<
 
 
 
 
×
>
hide You are viewing an archived web page, collected at the request of University of Winnipeg using Archive-It. This page was captured on 02:06:08 Jul 14, 2017, and is part of the University of Winnipeg Websites collection. The information on this web page may be out of date. See All versions of this archived page. Loading media information
LearningCITI

e-dition - Dec. 1, 2006



Diane McGifford, Minister of Advanced Education & Literacy, CAHRD President Wayne Helgason, Smart Partners President Simone Smith, UWinnipeg President Lloyd Axworthy, RRC President Jeff Zabudsky and City Councillor Harvey Smith at the launch of LearningCITI.

LearningCITI:
Partnership Bridges Digital Divide


By Brenda Suderman

The information highway is cutting right through downtown Winnipeg and two inner-city neighbourhoods with a new initiative led by The University of Winnipeg and involving three educational institutions, the aboriginal and refugee communities and the private sector.

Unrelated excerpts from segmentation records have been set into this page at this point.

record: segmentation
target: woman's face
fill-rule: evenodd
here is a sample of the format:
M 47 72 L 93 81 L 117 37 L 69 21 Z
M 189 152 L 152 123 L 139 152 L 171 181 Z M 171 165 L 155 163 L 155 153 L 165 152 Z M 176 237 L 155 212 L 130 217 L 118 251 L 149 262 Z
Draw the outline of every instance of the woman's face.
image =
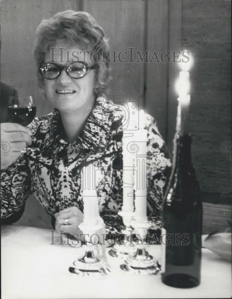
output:
M 68 65 L 73 62 L 72 53 L 74 51 L 81 51 L 78 45 L 69 45 L 65 40 L 62 39 L 58 40 L 52 48 L 55 48 L 49 49 L 45 55 L 45 62 L 51 62 L 52 60 L 52 62 L 62 66 Z M 63 48 L 63 52 L 59 48 Z M 61 51 L 63 57 L 59 55 Z M 54 55 L 52 56 L 52 54 Z M 55 55 L 57 54 L 59 55 Z M 74 55 L 77 56 L 76 52 Z M 94 64 L 90 59 L 89 55 L 83 54 L 78 56 L 80 61 L 87 63 L 88 66 Z M 74 61 L 76 61 L 76 59 Z M 92 103 L 95 100 L 93 89 L 95 76 L 94 69 L 90 70 L 83 77 L 75 79 L 69 77 L 65 70 L 63 70 L 59 77 L 55 79 L 48 80 L 44 78 L 47 98 L 60 112 L 79 113 L 82 111 L 84 113 L 89 113 L 92 109 Z

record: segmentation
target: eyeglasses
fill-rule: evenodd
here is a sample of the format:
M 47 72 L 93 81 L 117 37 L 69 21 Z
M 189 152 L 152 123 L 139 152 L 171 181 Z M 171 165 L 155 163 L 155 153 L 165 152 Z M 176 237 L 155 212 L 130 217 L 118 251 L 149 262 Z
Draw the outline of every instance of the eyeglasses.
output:
M 95 65 L 88 66 L 85 62 L 73 62 L 67 66 L 61 66 L 53 62 L 46 62 L 40 65 L 40 72 L 48 80 L 53 80 L 60 76 L 63 70 L 69 77 L 74 79 L 83 78 L 90 70 L 95 68 Z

LearningCITI (www.learningciti.ca) is bridging the digital divide for inner-city residents by providing free wireless Internet access and online learning resources, and recreating how the city communicates and works together, University of Winnipeg President Lloyd Axworthy said Nov. 21, 2006.

“This is really just a launching pad,” he told a packed news conference at the Aboriginal Centre. “This is really just the beginning of something that will help Winnipeg become a leader in learning, to help develop a knowledge economy.”

LearningCITI TechnologyState-of-the-Art Technology
The LearningCITI portal includes links to libraries, educational games, and employment, recreation, and community resources. It was developed through a partnership between The University of Winnipeg, Red River College, the Centre for Aboriginal Human Resource Development (CAHRD) and Smart Partners of Manitoba.

The project was funded with a $65,000 investment from the Winnipeg Partnership Agreement, which involves three levels of government, as well as funds and in-kind donations from the partners.

The LearningCITI project involves state-of-the art technology, including the installation of a WiMAX base station at The University of Winnipeg and receivers and equipment at the Red River College Princess campus and the Aboriginal Centre. UWinnipeg's Division of Continuing Education also receives the LearningCITI signal. Two more receivers have been installed to provide free wireless access to LearningCITI subscribers at the International Centre and in North Point Douglas. Residents in the Central Park and North Point Douglas neighbourhoods have been equipped with computers through Smart Partners’ Computer Lending Library program, which places refurbished computers in the hands of Winnipeggers with little or no access to computers and communication technology. For these residents, the computers are linked to the LearningCITI portal, offering free wireless internet and educational resources.

Community
“The whole project was about community, having people connect with each other,” explained Mike Langedock, Executive Director of the Technology Solutions Centre at UWinnipeg, who coordinated LearningCITI since its inception in 2004.

Although the project is hard to quantify because it involves invisible technology, the future impact on students will be significant since they will be able to connect anywhere within the LearningCITI broadcast zone, which stretches through much of downtown north of Portage Avenue.

“This is about something you really can’t see because it is wireless but you will see the results as students use the technology,” added Red River president Jeff Zabudsky.

Complements Education
The access to free wireless Internet and the on-line resources will complement the educational efforts of the Centre for Aborginal Human Resource Development, says president Wayne Helgason.“We know we have a great challenge in responding to our adult learners here. We can’t let them down,” he said.

Partnering with the LearningCITI consortium was a natural fit for Smart Partners. To date, about 700 computers have been lent out for up to two years at a time to approved participants through its Computer Lending Library program, Smart Partners chair Simone Smith said. “Today we celebrate real partnership where institutions come together for the good of the city,” she said.

That partnership in providing cutting-edge technology was applauded by the provincial minister of advanced education and literacy. “The linkage to LearningCITI reflects the strong spirit of community base and innovation so characteristic of Manitobans,” said Diane McGifford. .

“This LearningCITI is revolutionary,” enthused city councilor Harvey Smith, a former teacher and librarian. “It brings education to everybody. There’s no reason to not continue their education as long as they’re breathing.”